Gjirokastër

Gjirokastër

Gjirokastër, Albania

Gjirokastër rises in tiers up the slope of Mount Gjerë in southern Albania, its slate-roofed stone houses overlooking the Drino Valley some 300 metres below. UNESCO inscribed the old town on its World Heritage list in 2005 as a rare and exceptionally well-preserved example of an Ottoman-era Balkan town. Walking its steep cobbled lanes, with their high stone walls and wooden balconies, is the closest thing in Europe to walking into the 18th century.

The Castle

The castle is one of the largest in the Balkans, occupying a long ridge above the city and visible from kilometres in every direction. A fortress has stood here since at least the 12th century, but most of what survives is from the Ottoman period and the early 20th century. Inside, a long stone gallery houses captured artillery from both world wars, a National Armaments Museum, and, on the upper ramparts, an American reconnaissance plane forced down in 1957 and kept here ever since. The views from the walls, over the slate roofs of the old town, the Drino Valley and the mountains beyond, are some of the finest in Albania.

The Stone Town

Below the castle, the old town is laid out along a series of cobbled streets that wind between Ottoman tower houses built between the 17th and 19th centuries. The Zekate House and the Skenduli House are the two most striking, three-storey fortified mansions with elaborate painted ceilings, carved wooden interiors, and rooms arranged according to the strict hierarchies of an Ottoman household. The bazaar quarter at the centre of the old town is still a working district of cafés, antique shops and craft stalls, and remains one of the best places in Albania to buy traditional textiles and silver.

The Cold War Tunnel

Hidden beneath the city, a massive Cold War bunker was carved into the rock during the 1970s, 800 metres of corridors and 59 rooms designed to house local Party officials in the event of a nuclear or chemical attack.
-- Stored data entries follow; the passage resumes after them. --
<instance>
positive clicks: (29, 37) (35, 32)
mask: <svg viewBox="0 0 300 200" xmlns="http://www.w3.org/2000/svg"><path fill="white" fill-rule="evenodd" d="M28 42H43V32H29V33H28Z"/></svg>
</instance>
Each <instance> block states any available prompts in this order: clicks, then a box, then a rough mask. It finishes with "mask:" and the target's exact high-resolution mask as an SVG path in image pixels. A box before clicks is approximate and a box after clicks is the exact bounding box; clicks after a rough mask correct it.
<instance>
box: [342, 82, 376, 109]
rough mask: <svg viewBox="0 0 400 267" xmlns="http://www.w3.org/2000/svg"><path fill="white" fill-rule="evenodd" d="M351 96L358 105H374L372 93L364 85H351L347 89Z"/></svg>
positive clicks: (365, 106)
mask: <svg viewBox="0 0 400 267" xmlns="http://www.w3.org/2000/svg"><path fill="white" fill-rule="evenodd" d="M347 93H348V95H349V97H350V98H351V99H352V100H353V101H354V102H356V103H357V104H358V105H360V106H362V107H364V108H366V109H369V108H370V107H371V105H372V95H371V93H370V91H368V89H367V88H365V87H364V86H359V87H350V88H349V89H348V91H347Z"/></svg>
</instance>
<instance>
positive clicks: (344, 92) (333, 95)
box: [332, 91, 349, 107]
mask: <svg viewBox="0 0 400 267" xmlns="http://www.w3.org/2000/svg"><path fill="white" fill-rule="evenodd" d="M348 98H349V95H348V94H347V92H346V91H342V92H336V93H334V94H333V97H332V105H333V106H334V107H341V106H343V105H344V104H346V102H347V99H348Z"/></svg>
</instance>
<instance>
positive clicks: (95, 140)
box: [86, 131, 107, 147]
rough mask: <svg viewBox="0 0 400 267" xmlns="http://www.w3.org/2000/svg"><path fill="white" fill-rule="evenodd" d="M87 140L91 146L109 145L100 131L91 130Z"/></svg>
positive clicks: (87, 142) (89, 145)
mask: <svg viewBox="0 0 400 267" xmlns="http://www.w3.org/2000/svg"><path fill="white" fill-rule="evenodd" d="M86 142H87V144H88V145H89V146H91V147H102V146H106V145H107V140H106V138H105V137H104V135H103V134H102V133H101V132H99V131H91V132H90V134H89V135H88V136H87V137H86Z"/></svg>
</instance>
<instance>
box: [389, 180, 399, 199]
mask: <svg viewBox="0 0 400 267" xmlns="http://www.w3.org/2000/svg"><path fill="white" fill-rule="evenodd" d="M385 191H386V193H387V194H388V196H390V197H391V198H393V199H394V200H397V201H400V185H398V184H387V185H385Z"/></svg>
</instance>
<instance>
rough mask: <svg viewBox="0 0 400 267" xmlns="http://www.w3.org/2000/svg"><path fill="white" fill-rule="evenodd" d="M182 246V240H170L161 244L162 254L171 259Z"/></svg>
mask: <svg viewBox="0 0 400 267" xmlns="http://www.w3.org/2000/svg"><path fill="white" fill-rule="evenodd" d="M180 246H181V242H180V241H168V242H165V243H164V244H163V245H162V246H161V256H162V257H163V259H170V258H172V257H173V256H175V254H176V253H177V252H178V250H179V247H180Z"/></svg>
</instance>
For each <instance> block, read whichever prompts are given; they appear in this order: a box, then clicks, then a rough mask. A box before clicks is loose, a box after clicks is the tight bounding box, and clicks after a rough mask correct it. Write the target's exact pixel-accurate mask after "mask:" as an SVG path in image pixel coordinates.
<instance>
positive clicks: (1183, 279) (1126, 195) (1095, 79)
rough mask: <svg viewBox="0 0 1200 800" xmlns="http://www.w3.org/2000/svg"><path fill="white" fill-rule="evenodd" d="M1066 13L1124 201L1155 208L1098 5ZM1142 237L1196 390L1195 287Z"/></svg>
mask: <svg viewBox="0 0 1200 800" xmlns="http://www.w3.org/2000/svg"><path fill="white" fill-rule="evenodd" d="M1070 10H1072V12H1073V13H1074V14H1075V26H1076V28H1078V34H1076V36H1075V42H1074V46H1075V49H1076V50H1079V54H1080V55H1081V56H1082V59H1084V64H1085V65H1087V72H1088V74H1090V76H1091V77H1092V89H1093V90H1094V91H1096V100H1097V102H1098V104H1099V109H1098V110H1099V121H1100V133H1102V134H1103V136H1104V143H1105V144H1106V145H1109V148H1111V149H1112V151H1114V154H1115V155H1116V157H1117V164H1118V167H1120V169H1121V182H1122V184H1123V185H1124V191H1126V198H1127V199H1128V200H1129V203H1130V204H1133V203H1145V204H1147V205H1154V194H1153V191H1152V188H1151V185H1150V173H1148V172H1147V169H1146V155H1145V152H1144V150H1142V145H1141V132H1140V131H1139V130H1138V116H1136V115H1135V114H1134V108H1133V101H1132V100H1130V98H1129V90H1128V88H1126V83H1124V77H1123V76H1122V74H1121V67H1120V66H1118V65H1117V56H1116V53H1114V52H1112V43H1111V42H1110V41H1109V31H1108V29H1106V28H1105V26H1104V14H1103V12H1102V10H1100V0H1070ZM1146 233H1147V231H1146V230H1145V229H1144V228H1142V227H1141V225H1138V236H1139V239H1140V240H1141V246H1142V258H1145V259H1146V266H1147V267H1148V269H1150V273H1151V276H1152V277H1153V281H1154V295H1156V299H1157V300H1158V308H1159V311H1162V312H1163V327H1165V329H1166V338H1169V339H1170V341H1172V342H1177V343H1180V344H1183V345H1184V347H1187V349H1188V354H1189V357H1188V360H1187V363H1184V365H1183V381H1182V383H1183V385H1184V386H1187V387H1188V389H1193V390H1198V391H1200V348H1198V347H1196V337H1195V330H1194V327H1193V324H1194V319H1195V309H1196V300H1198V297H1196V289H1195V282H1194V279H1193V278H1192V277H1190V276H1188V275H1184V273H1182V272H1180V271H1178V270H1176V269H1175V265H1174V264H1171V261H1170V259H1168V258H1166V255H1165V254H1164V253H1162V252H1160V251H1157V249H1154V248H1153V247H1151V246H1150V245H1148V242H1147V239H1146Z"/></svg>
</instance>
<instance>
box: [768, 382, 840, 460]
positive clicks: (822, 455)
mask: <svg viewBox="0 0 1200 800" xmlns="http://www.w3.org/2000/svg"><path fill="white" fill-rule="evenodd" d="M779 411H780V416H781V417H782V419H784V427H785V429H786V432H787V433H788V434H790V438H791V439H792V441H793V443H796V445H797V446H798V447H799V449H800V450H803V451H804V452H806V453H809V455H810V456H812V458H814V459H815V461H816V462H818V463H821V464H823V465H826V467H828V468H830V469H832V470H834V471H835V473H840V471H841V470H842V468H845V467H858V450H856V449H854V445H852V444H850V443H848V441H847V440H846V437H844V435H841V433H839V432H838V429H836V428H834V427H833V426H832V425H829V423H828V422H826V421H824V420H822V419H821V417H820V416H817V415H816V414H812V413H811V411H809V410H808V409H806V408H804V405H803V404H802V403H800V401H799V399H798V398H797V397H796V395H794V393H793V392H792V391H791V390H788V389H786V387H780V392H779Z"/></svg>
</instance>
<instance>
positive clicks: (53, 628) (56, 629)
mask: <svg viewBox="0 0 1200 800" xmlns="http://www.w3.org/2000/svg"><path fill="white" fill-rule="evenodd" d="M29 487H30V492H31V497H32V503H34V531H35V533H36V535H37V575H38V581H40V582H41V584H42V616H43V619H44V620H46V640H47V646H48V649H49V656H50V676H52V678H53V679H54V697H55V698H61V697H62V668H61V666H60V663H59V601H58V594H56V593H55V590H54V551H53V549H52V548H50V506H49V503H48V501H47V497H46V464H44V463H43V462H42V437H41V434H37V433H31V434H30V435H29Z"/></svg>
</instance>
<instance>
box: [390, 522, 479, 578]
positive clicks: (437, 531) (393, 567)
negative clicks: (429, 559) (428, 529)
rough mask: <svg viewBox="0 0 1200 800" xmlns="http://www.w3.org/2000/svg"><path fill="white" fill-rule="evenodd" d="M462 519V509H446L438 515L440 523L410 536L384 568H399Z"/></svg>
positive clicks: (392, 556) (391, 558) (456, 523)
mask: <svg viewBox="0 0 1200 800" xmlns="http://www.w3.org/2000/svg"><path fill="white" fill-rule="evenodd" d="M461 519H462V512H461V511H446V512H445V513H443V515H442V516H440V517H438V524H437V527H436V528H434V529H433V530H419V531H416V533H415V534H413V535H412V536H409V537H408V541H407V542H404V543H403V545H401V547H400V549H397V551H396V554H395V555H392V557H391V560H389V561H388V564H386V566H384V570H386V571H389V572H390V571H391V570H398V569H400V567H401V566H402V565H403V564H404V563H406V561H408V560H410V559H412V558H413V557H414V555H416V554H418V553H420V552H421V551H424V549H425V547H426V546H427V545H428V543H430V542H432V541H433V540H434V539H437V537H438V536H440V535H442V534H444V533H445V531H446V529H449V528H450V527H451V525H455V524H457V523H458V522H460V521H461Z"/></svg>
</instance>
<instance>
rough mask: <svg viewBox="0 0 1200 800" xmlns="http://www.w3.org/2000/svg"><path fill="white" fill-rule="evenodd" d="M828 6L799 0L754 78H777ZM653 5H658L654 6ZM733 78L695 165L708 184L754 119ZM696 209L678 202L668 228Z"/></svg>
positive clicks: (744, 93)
Its existence was kept secret from the city's own residents until the 1990s. Today it is open to the public as a guided 20-minute walk through largely unrestored spaces, interrogation rooms, sleeping quarters, an air-filtration room, that capture the paranoia of the Hoxha years more vividly than any conventional museum could.

Birthplace of Writers and a Dictator

Gjirokastër is the birthplace of both Albania's most celebrated novelist, Ismail Kadare, and its long-ruling communist dictator, Enver Hoxha. Kadare's childhood home has been restored as a small museum dedicated to his life and work. Hoxha's birthplace, on a different street, now houses the city's Ethnographic Museum. The proximity of the two, one to a writer who spent decades writing under, and around, censorship, and the other to the man who imposed it, is one of the quiet ironies of the city.

Getting there

Gjirokastër is about 230 kilometres south of Tirana and 35 kilometres north of Sarandë, making it a natural stop on any route between the Riviera and the capital. The old town is best explored on foot, though the climb between the lower town and the castle is steep and the cobblestones unforgiving, comfortable shoes are essential.